Nesse contexto, as jardineiras, deram a oportunidade de desenvolver a jibóia-barricada — uma variação de guerrilha do Cerrado Infinito, iniciada na Praça da Nascente. Nesse projeto, barricadas de sacos de terra são dispostas sugerindo formas de cobras, peixes e outros animais, sobre os quais as espécies do cerrado se estabelecem parcialmente elevadas do solo, para maior segurança delas.
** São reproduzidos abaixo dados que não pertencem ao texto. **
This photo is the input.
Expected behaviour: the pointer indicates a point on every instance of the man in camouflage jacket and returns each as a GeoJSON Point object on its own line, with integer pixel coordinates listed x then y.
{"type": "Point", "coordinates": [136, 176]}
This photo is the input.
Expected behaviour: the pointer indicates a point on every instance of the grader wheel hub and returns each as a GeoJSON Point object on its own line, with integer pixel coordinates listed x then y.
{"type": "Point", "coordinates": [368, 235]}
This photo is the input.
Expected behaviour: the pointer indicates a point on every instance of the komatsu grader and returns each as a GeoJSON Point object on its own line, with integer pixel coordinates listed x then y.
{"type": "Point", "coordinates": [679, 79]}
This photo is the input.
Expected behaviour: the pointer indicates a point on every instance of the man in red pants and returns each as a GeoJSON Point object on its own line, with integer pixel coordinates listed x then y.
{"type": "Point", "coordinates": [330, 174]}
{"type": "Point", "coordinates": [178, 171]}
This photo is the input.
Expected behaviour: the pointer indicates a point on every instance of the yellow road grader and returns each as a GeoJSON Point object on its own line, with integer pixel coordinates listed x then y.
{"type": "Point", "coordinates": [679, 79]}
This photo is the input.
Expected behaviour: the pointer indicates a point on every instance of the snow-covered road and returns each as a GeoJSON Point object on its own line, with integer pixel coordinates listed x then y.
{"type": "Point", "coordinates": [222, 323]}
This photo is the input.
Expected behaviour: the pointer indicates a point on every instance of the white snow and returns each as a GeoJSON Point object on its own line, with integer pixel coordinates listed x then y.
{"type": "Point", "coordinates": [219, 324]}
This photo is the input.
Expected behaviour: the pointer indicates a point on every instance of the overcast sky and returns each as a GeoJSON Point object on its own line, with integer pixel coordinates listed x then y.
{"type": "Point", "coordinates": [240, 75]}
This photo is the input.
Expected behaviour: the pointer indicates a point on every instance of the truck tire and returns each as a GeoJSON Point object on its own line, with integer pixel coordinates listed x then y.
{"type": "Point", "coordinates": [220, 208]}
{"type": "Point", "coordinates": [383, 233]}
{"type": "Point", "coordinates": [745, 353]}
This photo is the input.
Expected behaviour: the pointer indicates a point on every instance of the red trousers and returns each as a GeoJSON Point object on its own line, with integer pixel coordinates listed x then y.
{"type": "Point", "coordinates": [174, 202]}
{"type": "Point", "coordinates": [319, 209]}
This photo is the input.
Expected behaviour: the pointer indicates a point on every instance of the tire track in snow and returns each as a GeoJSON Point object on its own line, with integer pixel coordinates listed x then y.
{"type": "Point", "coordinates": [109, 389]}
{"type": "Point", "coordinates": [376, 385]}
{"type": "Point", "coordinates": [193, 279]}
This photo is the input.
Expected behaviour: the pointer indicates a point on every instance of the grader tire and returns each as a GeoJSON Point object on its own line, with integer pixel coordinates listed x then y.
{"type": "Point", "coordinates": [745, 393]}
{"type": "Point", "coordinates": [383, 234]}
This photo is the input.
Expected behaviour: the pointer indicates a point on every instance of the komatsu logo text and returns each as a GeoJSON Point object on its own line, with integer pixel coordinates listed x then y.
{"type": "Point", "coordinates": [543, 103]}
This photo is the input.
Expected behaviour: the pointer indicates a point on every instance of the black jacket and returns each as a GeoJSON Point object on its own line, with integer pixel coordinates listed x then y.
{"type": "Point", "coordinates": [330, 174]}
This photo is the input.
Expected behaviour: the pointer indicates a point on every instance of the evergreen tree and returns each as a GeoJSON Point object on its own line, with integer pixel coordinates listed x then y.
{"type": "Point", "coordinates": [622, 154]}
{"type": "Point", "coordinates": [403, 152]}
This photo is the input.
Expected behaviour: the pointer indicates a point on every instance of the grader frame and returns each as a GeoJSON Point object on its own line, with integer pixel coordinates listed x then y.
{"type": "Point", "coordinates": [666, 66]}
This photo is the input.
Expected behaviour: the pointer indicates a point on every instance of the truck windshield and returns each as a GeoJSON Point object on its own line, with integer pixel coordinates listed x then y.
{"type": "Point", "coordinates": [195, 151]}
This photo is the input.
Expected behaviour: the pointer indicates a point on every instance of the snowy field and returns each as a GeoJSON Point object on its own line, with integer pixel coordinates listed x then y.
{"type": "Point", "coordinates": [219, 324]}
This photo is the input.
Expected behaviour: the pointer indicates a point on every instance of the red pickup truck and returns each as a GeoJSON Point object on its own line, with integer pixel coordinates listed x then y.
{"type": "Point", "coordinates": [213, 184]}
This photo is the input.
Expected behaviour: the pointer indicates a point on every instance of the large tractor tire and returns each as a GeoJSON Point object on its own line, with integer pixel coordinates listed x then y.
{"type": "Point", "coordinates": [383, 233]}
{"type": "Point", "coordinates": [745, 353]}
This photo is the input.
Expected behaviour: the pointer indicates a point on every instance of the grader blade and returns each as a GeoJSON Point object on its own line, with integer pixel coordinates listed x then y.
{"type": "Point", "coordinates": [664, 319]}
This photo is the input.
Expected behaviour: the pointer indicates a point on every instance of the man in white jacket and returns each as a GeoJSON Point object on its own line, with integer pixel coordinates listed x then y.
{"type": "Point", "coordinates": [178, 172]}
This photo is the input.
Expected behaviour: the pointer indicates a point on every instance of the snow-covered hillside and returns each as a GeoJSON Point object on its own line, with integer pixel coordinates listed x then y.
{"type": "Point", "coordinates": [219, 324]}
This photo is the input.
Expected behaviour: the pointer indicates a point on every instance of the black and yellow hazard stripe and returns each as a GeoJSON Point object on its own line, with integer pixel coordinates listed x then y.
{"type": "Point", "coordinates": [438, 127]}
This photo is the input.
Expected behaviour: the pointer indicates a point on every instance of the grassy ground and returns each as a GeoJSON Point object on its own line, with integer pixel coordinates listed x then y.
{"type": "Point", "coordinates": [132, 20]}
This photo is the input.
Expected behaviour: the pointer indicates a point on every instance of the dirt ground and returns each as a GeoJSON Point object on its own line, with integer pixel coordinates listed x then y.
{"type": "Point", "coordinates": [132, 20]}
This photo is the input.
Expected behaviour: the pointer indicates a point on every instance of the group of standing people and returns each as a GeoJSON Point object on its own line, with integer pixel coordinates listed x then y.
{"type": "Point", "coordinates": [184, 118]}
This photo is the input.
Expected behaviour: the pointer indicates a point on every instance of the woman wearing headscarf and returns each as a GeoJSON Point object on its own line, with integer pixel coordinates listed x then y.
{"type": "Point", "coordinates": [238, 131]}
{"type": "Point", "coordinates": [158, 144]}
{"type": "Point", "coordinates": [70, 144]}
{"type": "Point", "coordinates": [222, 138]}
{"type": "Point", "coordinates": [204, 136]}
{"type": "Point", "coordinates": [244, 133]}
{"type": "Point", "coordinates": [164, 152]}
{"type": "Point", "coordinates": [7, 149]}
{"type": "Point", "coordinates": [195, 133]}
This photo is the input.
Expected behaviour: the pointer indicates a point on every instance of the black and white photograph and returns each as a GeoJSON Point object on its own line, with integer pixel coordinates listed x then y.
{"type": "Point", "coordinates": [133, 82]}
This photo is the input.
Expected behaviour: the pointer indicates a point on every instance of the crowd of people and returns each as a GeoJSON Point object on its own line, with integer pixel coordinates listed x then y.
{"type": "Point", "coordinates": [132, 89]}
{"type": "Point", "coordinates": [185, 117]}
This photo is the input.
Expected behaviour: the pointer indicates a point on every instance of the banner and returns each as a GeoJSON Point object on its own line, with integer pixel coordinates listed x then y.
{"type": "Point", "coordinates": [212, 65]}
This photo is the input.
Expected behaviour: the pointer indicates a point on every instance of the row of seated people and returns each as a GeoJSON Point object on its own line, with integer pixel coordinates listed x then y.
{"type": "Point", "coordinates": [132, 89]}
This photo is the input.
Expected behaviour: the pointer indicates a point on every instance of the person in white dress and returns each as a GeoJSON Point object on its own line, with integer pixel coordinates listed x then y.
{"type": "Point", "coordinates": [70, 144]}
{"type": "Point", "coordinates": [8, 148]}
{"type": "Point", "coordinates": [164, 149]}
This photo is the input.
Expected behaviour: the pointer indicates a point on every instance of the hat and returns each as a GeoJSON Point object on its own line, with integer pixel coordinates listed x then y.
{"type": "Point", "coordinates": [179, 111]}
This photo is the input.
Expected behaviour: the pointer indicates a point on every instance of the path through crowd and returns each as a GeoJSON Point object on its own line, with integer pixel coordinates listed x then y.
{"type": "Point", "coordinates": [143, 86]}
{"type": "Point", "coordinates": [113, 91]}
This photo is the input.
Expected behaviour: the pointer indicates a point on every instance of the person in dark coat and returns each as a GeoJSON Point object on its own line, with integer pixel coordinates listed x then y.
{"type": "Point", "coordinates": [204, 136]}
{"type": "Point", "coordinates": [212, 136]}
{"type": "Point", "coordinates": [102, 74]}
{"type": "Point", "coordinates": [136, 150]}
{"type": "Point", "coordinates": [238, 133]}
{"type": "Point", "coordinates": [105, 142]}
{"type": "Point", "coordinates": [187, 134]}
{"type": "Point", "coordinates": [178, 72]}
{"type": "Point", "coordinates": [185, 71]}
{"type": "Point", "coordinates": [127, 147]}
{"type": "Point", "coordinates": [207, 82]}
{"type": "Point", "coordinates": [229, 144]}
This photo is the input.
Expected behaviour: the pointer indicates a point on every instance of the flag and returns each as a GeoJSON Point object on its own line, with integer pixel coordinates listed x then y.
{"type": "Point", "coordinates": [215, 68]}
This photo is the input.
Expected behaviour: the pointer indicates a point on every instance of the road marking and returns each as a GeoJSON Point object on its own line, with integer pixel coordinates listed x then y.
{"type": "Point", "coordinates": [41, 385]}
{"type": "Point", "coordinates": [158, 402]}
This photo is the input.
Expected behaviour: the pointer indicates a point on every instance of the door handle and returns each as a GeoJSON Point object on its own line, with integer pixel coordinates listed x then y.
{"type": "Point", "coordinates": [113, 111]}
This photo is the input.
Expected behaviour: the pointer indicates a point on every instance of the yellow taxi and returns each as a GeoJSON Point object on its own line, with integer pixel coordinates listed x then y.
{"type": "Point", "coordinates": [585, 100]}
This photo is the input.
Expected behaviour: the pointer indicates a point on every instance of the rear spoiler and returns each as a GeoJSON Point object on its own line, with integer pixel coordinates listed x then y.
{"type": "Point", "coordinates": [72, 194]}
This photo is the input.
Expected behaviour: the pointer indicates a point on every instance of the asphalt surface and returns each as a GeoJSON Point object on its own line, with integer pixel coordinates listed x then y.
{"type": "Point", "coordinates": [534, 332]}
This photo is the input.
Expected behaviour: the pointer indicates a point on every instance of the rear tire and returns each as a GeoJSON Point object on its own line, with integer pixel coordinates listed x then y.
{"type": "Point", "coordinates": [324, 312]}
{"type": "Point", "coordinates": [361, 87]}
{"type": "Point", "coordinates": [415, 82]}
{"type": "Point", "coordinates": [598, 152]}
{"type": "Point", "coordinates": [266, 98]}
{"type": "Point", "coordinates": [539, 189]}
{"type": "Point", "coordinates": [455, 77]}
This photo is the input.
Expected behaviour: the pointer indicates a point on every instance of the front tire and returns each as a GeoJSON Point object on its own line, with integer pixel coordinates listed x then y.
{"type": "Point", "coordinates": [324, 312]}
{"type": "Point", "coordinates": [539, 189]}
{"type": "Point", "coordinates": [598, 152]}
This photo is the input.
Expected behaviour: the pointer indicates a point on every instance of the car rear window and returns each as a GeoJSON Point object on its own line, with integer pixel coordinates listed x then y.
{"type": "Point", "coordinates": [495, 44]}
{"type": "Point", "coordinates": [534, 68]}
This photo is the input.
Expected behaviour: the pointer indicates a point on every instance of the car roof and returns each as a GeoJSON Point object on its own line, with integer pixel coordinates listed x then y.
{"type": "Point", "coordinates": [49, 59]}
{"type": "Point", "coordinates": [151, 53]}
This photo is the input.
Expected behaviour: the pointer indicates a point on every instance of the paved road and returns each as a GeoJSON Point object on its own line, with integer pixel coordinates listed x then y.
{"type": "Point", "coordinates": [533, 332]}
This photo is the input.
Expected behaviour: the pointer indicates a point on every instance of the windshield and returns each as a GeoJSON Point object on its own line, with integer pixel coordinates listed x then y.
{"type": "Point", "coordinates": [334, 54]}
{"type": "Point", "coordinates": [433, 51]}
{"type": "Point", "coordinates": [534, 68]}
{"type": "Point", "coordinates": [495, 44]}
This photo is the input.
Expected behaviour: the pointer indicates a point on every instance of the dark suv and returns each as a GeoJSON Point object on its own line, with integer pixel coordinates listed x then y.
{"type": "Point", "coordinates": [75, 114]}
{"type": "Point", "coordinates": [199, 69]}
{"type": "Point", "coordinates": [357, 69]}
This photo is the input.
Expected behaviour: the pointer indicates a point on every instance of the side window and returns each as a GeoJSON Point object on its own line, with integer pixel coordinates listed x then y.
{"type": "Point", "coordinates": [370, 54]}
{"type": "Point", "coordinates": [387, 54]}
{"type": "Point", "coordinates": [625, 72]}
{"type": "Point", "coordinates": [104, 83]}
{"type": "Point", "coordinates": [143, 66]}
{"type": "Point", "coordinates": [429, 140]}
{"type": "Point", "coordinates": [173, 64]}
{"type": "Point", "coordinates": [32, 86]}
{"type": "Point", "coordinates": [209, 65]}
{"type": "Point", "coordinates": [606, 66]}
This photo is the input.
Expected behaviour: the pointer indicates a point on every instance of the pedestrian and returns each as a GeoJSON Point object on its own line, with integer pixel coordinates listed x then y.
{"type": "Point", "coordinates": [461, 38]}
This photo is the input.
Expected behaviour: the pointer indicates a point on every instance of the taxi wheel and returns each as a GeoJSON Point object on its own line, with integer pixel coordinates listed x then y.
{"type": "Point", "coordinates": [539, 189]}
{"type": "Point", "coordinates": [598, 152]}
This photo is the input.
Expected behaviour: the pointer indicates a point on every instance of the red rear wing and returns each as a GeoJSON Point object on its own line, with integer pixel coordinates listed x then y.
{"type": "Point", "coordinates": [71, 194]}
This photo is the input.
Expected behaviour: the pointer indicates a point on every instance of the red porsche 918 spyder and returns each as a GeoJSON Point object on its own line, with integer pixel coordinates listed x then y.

À medida que crescem e se reproduzem, as plantas se espalham pelo entorno e absorvem as barricadas, para constituir novas áreas de Cerrado Infinito.
As figuras, alinhadas em sequência, formam um arquipélago de ilhas-paisagem, sinalizando o percurso, formando barreiras visuais, que separam as pessoas da área compartilhada com o grande volume de carros manobrados no local.
Com as Jibóias-barricadas, ofereci muito mais do que uma série de jardineiras enfileiradas, mas uma continuidade da trilha do Cerrado Infinito e um atrativo visual para ser adicionado à programação de visitas do patrimônio histórico da Casa das Caldeiras.
A intenção foi fazer uma espécie de oferenda à natureza, assim, as jibóias-barricadas foram criadas para invocar conexão e interação entre os seres ao seu redor, à medida que as plantas se reproduzem e se assentam no espaço.
Distraidamente, a instalação criou uma presença física e simbólica entre mundos, para muitas culturas nativas, as jibóias, são seres místicos e sagrados, guardiãs do conhecimento, e que exigem respeito. Muito poderosas, aparentemente, quem mexer com elas sofrerá inevitáveis consequências.

Um pouco depois da inauguração do primeiro trecho e das primeiras atividades, uma disputa de ideias sobre o que fazer com esse espaço surgiu por parte da subprefeitura e de poderes afins, com a administração da Casa das Caldeiras, debatendo possibilidades, como uma pista de skate, uma feira de carros antigos, um grande gramado com árvores exóticas, quadras poliesportivas, etc. Nesse debate nada transparente entre a subprefeitura e a administração da Casa das Caldeiras, não tive a menor chance de propor nada, então os planos de expansão do Cerrado Infinito ficaram aguardando uma definição. Durante o processo, reivindiquei da administração da Casa das Caldeiras a manutenção das plantas, até o momento em que precisaram ser retiradas do local, solicitação da Subprefeitura da Lapa de uso do espaço, que até hoje, passados quase dois anos do ocorrido, segue desconhecido.
Curiosamente, todo esse tempo, a terra segue vermelha, em suspensão, sendo, ao contrário de áreas verdes da cidade, constantemente roçada para eliminar capins braquiárias e outros matos que passem a ideia de abandono do lugar.
Com os portões fechados ao público, nada se sabe sobre o edifício. Se está sendo reformado, ou com a manutenção em dia, e ainda se a associação da Casa das Caldeiras anda de pé com as lanchonetes e choperia abertas, ou se fecharam as portas.